Wednesday, July 6, 2011

black balloons.

She tried so hard to see through all the blackness he created
She was so good at blocking out the haze, letting the sun shine down on her face
He ripped away the rays of warmth and brought her back to this cold place
Until the lights went out and she slowly lost the difference between night and day

How dare you lean on me when I was so broken
How could you let me see all of the hopelessness
I was a baby, just a baby, and you took that spark from me

So she lies to herself, drawing sunshine and pasting it to the ceiling

He saw the world as a tree struck down by a lightning bolt
He would die before he would trust that it was anything else
She saw flowers and she saw rainbows and they were sparkles in her eyes
He couldn't stand it and he wouldn't stop until he had struck her blind

How dare you lean on me when I was so broken
How could you let me feel all of this hopelessness
I was a little girl, just a little girl and you took my heart from me

So she lies to herself, painting a hundred roses at her feet

She is running as the clouds are rolling in
He is yelling after her to stop fighting the world she lives in

He sees raindrops
She sees diamonds

He heard wind
She hears a song

She holds her breath and hums until the thunder stops
He shakes his head and she can feel him give up

He gave up

I just needed to lean on you when I was broken
How could you hold my head under this pool of hopelessness
I was a dreamer, and life was shining, but you stole that light from me

Now I lie to myself, scribbling words that used to mean something.

Sunday, February 13, 2011

beautiful.

your fingers in my hair as i look up at you from bended knees
this isnt what i wanted but for a moment youll remember me

a teardrop from my cheek hits the zipper of your jeans
you promise i wont regret it and turn out the light
you didnt see a thing

she was beautiful
i said
as you showed me the pictures

it was a storybook romance
nobody said it could be fiction

youre standing still as the whole world moves on around you
i watch it pass by waiting for something about you to tell me now

youll stay with me somehow


midnight on a swingset
you push me higher than the trees
youre laughing and your smile is like fireworks to me

my shoe hits the ground and you kneel down to put it back in its place
when suddenly your eyes dim and something haunted hits your face

you couldnt get away

she was beautiful you said
as you remembered the pictures

it was a storybook romance
nobody said it would be fiction

youre running now but the whole world goes the other direction
i watch it pass by as i chase after everything about you

dont go now
stay with me somehow


remember that feeling holding hands under that blanket
the first time you kissed me, your whiskers against my necklace

she was a million miles away from your mind
until you pulled back the covers and couldnt look me in the eye


crying in the passengers seat my breath fogs up the glass
i draw a flower with my finger
you cant help but laugh

the petals start to wither like the daisy in your pocket
that i gave you in the hallway when you stopped to say
im sorry

that was beautiful
you said
as i pulled up your zipper

this was a storybook romance
it never had to be fiction

youre standing still and i should run the other direction
the world passes by as i try to forget

that she was beautiful

dont go back now
come with me somehow.




written by cmj.
dedicated to a mistake i made once.

Monday, April 5, 2010

Saturday, August 1, 2009

the mother on serotonin street. (une lettre.)

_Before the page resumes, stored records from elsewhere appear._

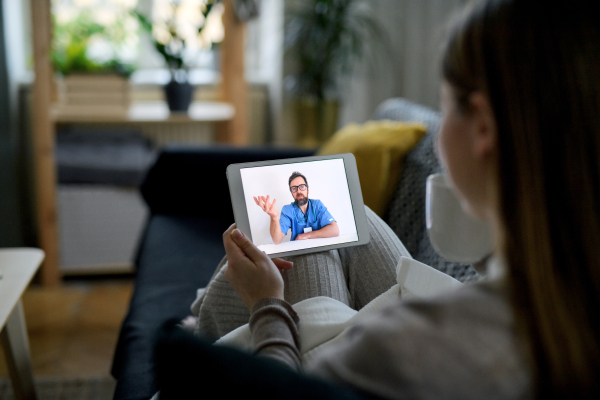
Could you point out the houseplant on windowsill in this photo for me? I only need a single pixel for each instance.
(93, 49)
(324, 38)
(179, 30)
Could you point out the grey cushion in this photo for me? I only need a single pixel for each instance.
(102, 156)
(406, 211)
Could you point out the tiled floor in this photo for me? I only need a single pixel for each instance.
(73, 329)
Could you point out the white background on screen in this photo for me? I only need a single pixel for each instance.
(326, 181)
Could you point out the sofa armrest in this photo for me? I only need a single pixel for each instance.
(193, 181)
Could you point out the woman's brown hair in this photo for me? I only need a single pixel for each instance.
(539, 64)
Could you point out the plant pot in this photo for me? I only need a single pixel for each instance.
(317, 120)
(179, 95)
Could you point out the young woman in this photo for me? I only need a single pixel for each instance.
(521, 143)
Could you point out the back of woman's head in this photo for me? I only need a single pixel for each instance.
(539, 64)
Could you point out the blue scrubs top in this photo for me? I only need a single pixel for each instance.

sometimes late at night when i should be in la de da dream land, i lay awake staring into blackness, making out tiny figures on the ceiling. i could see anything i want to up there. somehow it always ends up being something scary, though. something that makes me think, "goddammit", before i pull the quilt over my head and wait for some contorted clawed hand to grab my ankle.

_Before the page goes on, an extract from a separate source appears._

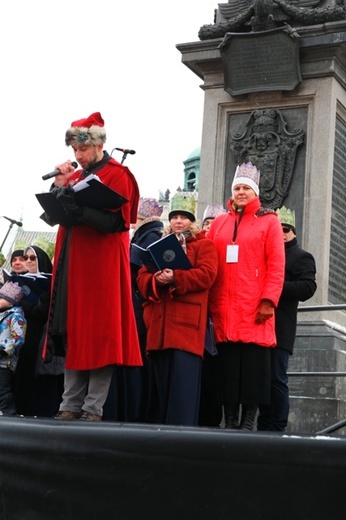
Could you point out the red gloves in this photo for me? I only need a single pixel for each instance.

in all eventuality, i fall asleep, albeit shortly, for a period of time i am dazed. unconsciously floating through my psyche like ghosts through my old tired house. i find things there that i deem long forgotten in my waking hours. i uncover long dark hallways of memory filled with black balloons and limbless dolls and other such (un)pleasantries that represent a miscommunicated childhood.

there are broken toy children laughing as they play on the soggy floors with still blinking eyes, rolling like marbles, and crashing into each other with a sound louder than crashing waves. the picture frames made of bone rattle and turn to dust, littering the corridor with faded papers and sweating pastels, coughing bursts of color into the night. faint whispers of the gentle hiss of a corpse like mother, standing over us all, fanged and razor-fingered, chanting "i love you." the rumble of thunder rolls as a gentle black slime weeps down the rainbows that struggle to stay lit, flickering like flames, until they are extinguished. skeleton hands crawl like spiders up the walls; and blood falls like rain from pink billows excusing clouds.

my eyes open to dimness, the dreary post-slumber fog that is so easily satisfied by concession. well, concession or a dash of 80-proof-happiness in your orange juice. in reflective pools of thought i ponder the world i was just torn from, by the ever present fork in the road known as consciousness. this alternate universe, to almost anyone else, is nothing short of an unspoken hell.

to me, it is home.

the dark careless tinge of the stripes on my misbuttoned sweater, the smokey untamed waves of my hair, the blood red stain on my lips, the full moon and scribbled black lines making up the deformed creatures that sprinkle my family portraits; where smiling stick figures with triangle-dresses and a corner sun exhaling rays of joy and light belong, all share one surreptitious commonality.

they frighten those of you who know the warmth of the sun. you who have felt the touch of authority melting into a soft, cool puddle of empathy. you who can comprehend a smile, a hug, maybe even sincerity. and yes you, those who know what safe tastes like, on a tongue that has not been scalded numb.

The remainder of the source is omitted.